Costas Christ is one of the world’s top sustainable tourism experts, whose work has taken him to more than 130 countries across six continents. He has served as a strategic advisor to heads of state, travel corporations, conservation organizations and non profit associations, connecting tourism to the protection of natural and cultural heritage and poverty alleviation around the world.
He is an award-winning writer for National Geographic where he also serves as Editor at Large. Costas was recognized with Conservationist Dr. Jane Goodall, Oceanographer Dr. Sylvia Earle, and CNN Founder and Philanthropist Ted Turner, as an Eco Warrior working to save the planet.
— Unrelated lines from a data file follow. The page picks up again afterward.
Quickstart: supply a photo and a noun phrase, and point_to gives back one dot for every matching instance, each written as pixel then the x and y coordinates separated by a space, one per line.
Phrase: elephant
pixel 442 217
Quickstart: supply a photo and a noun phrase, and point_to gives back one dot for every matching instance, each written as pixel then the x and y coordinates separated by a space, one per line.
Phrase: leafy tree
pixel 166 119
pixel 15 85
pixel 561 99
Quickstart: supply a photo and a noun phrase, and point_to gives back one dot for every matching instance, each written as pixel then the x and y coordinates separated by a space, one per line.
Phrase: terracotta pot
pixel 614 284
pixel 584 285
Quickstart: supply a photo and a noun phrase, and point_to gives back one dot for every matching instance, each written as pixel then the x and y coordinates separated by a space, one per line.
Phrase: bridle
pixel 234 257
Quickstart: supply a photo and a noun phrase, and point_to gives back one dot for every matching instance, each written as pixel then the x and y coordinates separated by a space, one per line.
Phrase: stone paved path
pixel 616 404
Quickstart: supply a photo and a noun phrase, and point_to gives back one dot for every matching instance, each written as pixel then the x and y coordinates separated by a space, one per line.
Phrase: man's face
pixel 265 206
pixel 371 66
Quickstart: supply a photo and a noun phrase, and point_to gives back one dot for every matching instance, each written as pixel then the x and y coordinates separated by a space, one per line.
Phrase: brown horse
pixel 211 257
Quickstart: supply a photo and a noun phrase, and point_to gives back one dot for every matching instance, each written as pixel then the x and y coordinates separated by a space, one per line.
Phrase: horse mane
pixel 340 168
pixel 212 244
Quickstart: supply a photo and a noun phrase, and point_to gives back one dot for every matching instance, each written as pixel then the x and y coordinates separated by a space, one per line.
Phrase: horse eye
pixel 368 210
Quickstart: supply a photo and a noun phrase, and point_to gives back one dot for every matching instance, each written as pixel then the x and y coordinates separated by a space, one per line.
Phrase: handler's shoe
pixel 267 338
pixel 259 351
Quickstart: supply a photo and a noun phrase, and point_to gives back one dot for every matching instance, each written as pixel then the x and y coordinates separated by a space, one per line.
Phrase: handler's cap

NBC News said: "For the past 30 years, Costas Christ been at the leading edge of the green travel movement, since way before it was ever called green or even a movement."
In 2017, he received the International Peace Through Tourism Award for his sustainable tourism training work in former conflict zones in Colombia and Sri Lanka. Costas is the author of Tourism and Biodiversity: Mapping Tourism's Global Footprint (UNEP 2003), and a co-author to Wilderness: Earth's Last Wild Places (CI 2004), Transboundary Conservation: A New Vision for Protected Areas (CEMEX 2005) and Echoes of Bhutan (Schaffer 2017). Costas' articles and essays have also appeared in the New York Times, Boston Globe, International Herald Tribune, and Sunday Times of London. His television and radio appearances include Good Morning America, Travel Channel, BBC World, CNN International, National Geographic Channel, National Geographic Weekend and National Public Radio.